O gün bugündür dünya basını İsrail'in içine düştüğü zor durumu yazıyor, Mısır'daki gelişmelere de atıfta bulunarak İsrail'in yalnızlaşmasından söz ediyor, "İsrail köşeye sıkıştı" diyor.
İsrail gazetelerinin manşetlerinden ve köşelerinden de çaresizlik okunuyor; kimi "Özür dileyelim" diyor, kimi "ABD'ye yalvaralım da Türkiye'yi sakinleştirsin".

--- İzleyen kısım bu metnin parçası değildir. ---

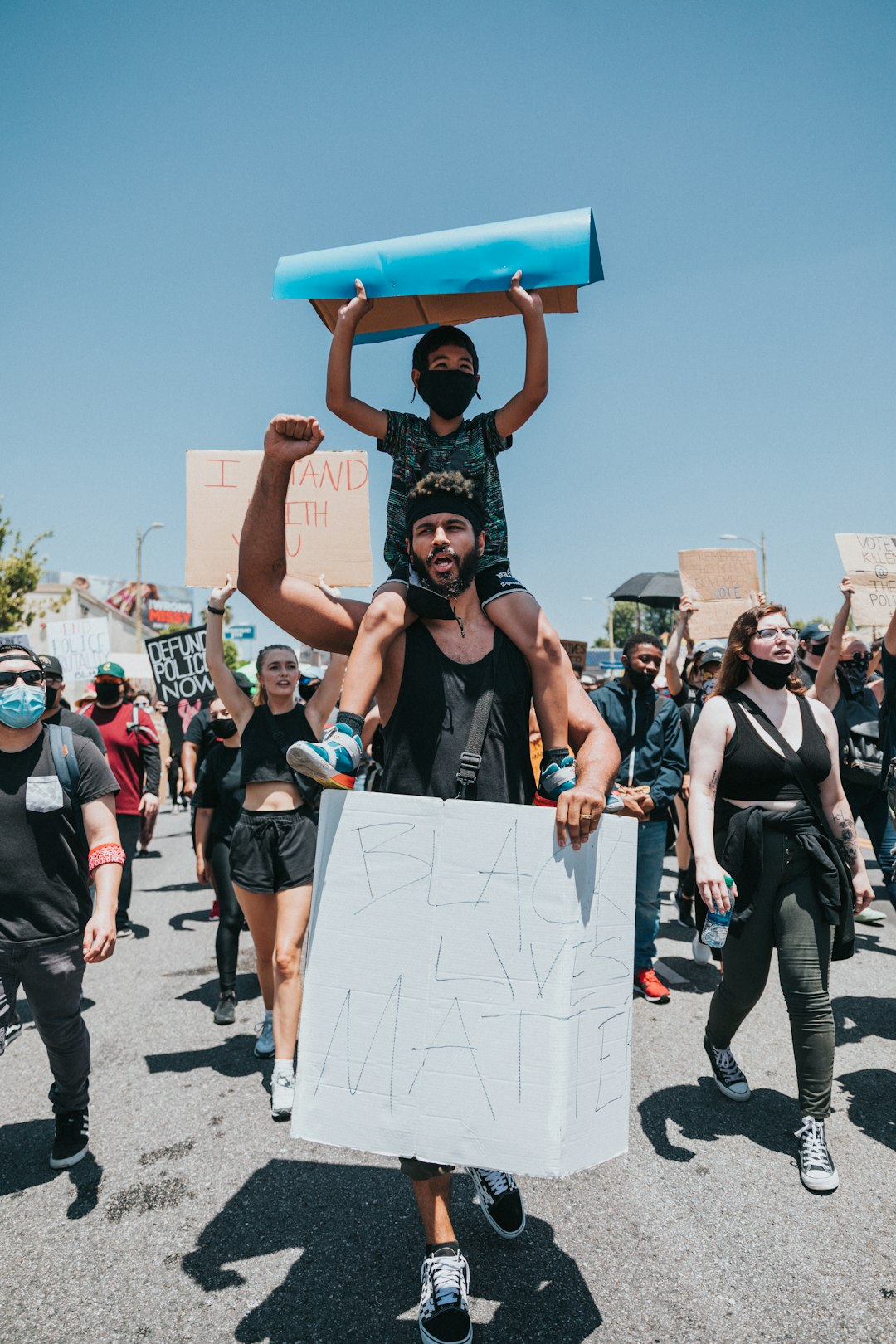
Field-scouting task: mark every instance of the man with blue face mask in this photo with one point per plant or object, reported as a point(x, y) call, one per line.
point(56, 838)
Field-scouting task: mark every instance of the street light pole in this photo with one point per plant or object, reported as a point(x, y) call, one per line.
point(139, 605)
point(761, 548)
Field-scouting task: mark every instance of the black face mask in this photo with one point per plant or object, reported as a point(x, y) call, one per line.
point(641, 680)
point(774, 675)
point(448, 392)
point(108, 693)
point(852, 675)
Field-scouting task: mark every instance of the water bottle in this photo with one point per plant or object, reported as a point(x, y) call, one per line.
point(715, 929)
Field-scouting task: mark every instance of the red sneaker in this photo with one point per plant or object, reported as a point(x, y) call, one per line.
point(648, 983)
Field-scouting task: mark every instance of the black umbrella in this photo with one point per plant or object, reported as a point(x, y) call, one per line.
point(663, 590)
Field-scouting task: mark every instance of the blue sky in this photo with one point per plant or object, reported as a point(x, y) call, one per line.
point(733, 374)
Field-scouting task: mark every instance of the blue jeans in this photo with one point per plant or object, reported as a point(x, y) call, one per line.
point(652, 847)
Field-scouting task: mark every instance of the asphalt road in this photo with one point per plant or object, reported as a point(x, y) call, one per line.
point(195, 1218)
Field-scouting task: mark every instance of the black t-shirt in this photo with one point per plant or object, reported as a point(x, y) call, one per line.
point(202, 735)
point(219, 786)
point(80, 724)
point(43, 864)
point(431, 721)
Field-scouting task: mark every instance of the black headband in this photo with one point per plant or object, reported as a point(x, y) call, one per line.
point(444, 502)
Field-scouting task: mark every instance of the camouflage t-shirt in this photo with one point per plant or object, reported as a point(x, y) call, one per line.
point(416, 449)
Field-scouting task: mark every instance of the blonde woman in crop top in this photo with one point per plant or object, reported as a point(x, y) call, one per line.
point(271, 851)
point(763, 769)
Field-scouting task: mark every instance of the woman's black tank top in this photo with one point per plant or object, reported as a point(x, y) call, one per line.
point(431, 719)
point(264, 760)
point(751, 769)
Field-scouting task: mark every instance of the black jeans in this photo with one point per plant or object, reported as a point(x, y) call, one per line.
point(230, 916)
point(787, 916)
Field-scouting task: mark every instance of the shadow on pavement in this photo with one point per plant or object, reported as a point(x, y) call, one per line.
point(360, 1244)
point(857, 1016)
point(207, 993)
point(871, 1107)
point(703, 1113)
point(193, 917)
point(24, 1163)
point(232, 1058)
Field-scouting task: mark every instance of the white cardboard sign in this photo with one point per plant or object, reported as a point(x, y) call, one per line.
point(468, 993)
point(80, 645)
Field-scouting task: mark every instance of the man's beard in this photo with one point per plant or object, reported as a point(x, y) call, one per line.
point(453, 587)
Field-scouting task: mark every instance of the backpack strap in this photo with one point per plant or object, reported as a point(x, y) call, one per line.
point(472, 756)
point(62, 746)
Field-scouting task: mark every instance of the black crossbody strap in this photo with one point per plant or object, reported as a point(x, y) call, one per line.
point(796, 767)
point(472, 757)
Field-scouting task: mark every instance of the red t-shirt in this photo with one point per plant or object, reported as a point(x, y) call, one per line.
point(123, 749)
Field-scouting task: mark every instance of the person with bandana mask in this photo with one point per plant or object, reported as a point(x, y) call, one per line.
point(56, 838)
point(772, 835)
point(446, 375)
point(841, 683)
point(648, 732)
point(56, 713)
point(132, 746)
point(218, 800)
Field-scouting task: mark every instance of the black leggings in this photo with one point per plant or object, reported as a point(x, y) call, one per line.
point(230, 918)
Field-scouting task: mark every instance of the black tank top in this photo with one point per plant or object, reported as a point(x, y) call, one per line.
point(754, 771)
point(264, 761)
point(431, 721)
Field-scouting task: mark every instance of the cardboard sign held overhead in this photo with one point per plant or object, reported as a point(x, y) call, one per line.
point(327, 516)
point(80, 645)
point(451, 275)
point(723, 583)
point(468, 996)
point(869, 561)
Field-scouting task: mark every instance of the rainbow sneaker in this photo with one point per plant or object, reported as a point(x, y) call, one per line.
point(332, 762)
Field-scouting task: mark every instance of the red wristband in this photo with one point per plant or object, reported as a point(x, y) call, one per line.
point(105, 854)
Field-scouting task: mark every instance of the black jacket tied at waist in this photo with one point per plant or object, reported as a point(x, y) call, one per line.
point(740, 851)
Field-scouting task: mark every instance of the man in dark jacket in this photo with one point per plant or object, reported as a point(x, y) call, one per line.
point(648, 733)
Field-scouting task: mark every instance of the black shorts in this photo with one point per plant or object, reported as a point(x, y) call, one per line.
point(490, 582)
point(270, 851)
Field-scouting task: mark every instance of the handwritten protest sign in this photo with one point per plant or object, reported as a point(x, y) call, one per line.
point(327, 516)
point(578, 652)
point(80, 645)
point(869, 559)
point(468, 995)
point(723, 583)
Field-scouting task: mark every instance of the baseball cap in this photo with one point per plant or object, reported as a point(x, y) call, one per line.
point(815, 633)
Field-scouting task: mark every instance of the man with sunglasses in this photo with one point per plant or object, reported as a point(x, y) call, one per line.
point(132, 745)
point(813, 641)
point(56, 839)
point(56, 713)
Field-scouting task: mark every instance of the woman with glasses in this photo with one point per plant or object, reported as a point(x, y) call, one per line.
point(772, 834)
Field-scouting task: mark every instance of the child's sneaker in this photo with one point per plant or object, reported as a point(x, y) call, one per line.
point(557, 778)
point(332, 762)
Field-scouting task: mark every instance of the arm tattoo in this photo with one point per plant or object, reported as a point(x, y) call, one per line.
point(846, 828)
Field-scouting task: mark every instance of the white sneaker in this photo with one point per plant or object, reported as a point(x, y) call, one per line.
point(702, 955)
point(817, 1168)
point(265, 1043)
point(282, 1086)
point(445, 1311)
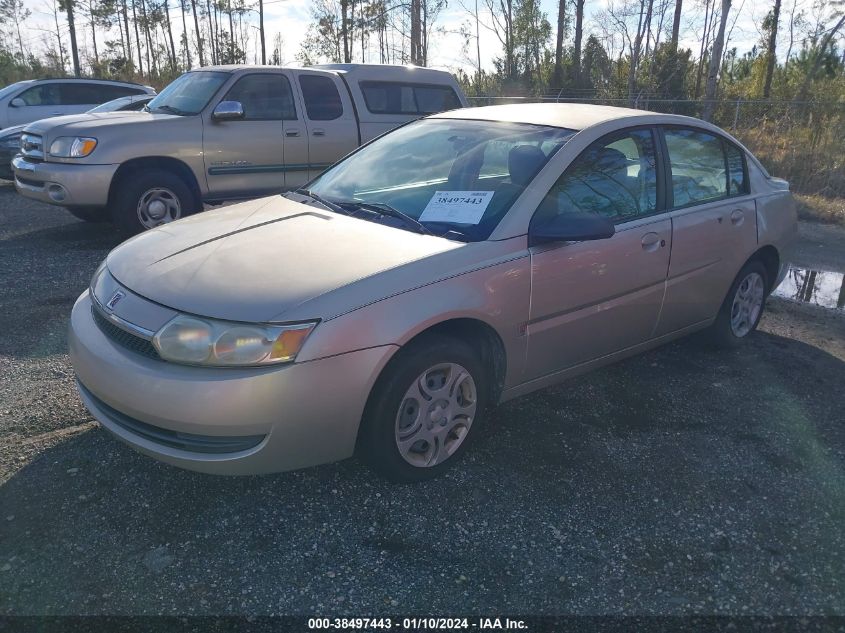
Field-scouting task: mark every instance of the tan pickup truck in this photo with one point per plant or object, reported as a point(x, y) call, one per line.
point(220, 133)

Öte yandan ABD'li ve Avrupalı devlet adamları da Mavi Marmara tartışmasının ayrıntılarına girmeyip "Şu işi artık tatlıya bağlasak" türünden açıklamalar yapıyorlar ve Türkiye'nin gönlünü almaya çalışıyorlar.
İsrail Başbakanı Binyamin Netanyahu da şu günlerde pek alttan alıyor, Türkiye'ye pek yumuşak mesajlar gönderiyor.
Şartlar onu böyle davranmaya zorluyor.
Hükümet olaya hiç vakit kaybetmeden ve gereken sertlikte müdahale etmiş olmasaydı, Palmer Raporu'ndaki çirkin propagandalar alıp başını gider ve bugünkü bu tablo yerine bambaşka bir tablo oluşabilirdi; hedef tahtasında İsrail'in değil Türkiye'nin yer aldığı, Mavi Marmara ve AK Parti hükümetinin sanık sandalyesinde oturduğu bir tablo.
Öyle bir tablo çizmeye çalışanlar yok mu?
Az da olsa var.
Ne tuhaftır ki bilhassa Türkiye'de var.
Bazı siyasetçiler, bazı gazeteci-yazarlar, bazı kanaat önderleri yahut onların kraldan fazla kralcı takipçileri, "Vay Mavi Marmara niye gitti, vay hükümet niye engel olmadı?" diye yaygara kopararak, ölü doğmuş olan Palmer Raporu'nu canlandırmaya çalışıyorlar.
Neymiş?
"Bugüne kadar sorulmayan soruları sorma cesaretini göstermek"miş!
Yahu, Mavi Marmara'nın vurulduğu andan beri o soruları sorup duranlar ve hatta işi şehitlere dil uzatmaya kadar vardıranlar hep olmadı mı zaten?
31 Mayıs 2010'dan beri bu mevzuları 1000 kere konuştuk, yetmedi mi?
Şu günlerde o soruları alevlendirenlerin muradı ne?
Evet; ölü doğmuş olan Palmer Raporu'nu canlandırmak ve İsrail aleyhindeki havayı dağıtmak değilse ne?
Nafile uğraşıyorlar.
Beyhude çırpınıyorlar.
Hükümet, Palmer Raporu'nu buruşturup tarihin çöp tenekesine atmıştır ve Türkiye'nin İsrail karşısındaki onurlu duruşu bozulmadığı müddetçe o raporu oradan çıkarıp ihya etmeye kimsenin gücü yetmeyecektir inşaallah.
İsrail siyasetinin ve basınının bile gördüğü bu gerçeği 'bizimkiler' de bir an evvel görebilseler boşuna yorulmamış ve bizi de boşuna yormamış olurlar.